Robert "Bob" Satiacum (1929–March 25, 1991) was a Puyallup tribal leader and an advocate of native treaty fishing rights in the United States. He was convicted in 1982 of attempted murder, embezzlement of tribal funds, and other charges but fled to Canada to avoid a prison term. He was convicted of child molestation in Canada in 1989.

==Early life==
Satiacum was a 1947 graduate of Lincoln High School in Tacoma, Washington, where he was a star athlete. His son, Robert Satiacum, Jr., was a faithless elector in 2016.

==Fishing rights activism==
He first came to the public attention in 1954, when he was arrested for illegally fishing in the Puyallup River in Tacoma, Washington. Satiacum was convicted, but the Washington State Supreme Court overturned the conviction. This led to years of legal wranglings over the issue, as well as to "fish-ins" by Satiacum and his cadre of celebrity supporters, most notably Marlon Brando, who was arrested while protesting with him on March 2, 1964; Satiacum would not be detained during the incident, but would be issued a summons to appear in court the following week.

This ultimately culminated in the historic Boldt Decision, which held that treaties signed with native tribes and the federal government in the 1850s entitled the tribes to fifty percent of the total fish harvest.

Satiacum was prominent the 1970 action at Seattle's Fort Lawton that resulted in the creation of United Indians of All Tribes and ultimately of the Daybreak Star Cultural Center.

==Criminal convictions==
By the early 1980s, Satiacum had "amassed a fortune" which ultimately led to an investigation by the U.S. government.

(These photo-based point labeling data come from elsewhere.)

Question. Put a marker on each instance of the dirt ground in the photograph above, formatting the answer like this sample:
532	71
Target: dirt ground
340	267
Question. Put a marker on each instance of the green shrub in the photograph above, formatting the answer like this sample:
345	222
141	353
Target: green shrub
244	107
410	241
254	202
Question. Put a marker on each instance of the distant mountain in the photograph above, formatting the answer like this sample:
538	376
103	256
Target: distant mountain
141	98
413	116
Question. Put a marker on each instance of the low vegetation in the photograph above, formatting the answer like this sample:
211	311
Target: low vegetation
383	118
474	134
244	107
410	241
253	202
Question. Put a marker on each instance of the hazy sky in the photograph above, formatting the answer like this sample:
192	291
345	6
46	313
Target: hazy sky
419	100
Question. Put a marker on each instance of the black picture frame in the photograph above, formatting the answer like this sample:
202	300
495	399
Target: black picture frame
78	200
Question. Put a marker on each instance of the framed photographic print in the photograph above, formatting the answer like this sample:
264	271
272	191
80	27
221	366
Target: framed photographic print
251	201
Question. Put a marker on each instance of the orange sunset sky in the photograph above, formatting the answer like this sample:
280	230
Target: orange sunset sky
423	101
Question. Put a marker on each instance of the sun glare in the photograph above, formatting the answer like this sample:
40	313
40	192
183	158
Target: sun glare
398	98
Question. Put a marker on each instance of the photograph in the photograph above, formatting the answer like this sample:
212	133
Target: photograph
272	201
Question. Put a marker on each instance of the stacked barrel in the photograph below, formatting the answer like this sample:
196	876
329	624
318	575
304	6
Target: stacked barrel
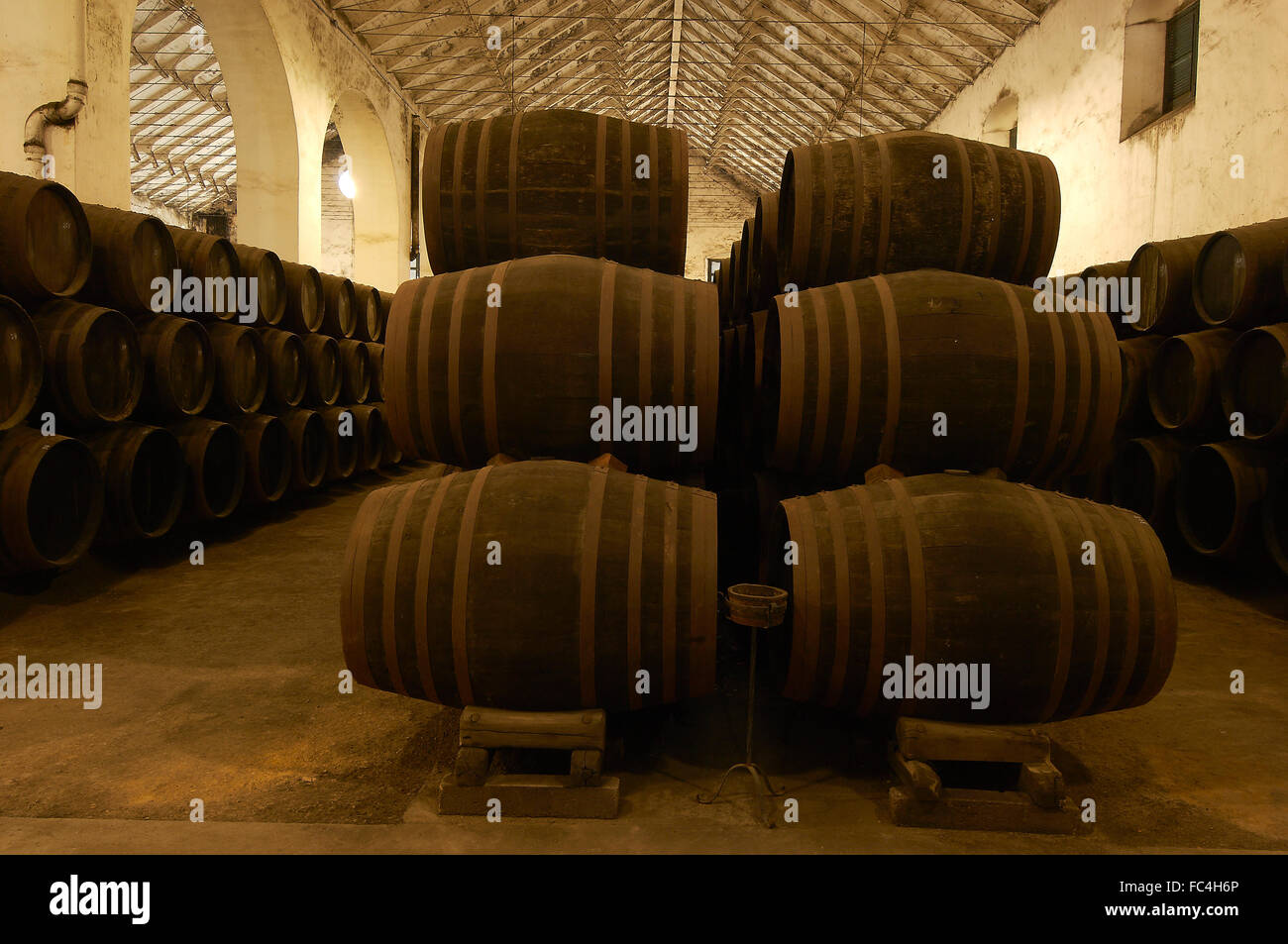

In 1982 a jury convicted him under the Racketeer Influenced and Corrupt Organizations Act (RICO) for selling cigarettes illegally, for embezzlement of tribal health care funds, and for illegally attempting to control competing businesses through an arson campaign. He was separately convicted of conspiracy to murder his former girlfriend.

Satiacum fled to Canada before he could be sent to prison. He was re-arrested in Canada but in 1987, he became the first U.S. citizen to be granted refugee status in Canada. Satiacum was later found to have molested a 10-year-old girl in Canada and the refugee status decision was subsequently reversed by the Federal Court of Canada. After fleeing Canadian authorities, he was arrested by the Royal Canadian Mounted Police in 1991 and held for deportation to the United States.

==Death==
He died of a heart attack in Vancouver, British Columbia in 1991 while being held pending extradition to the U.S.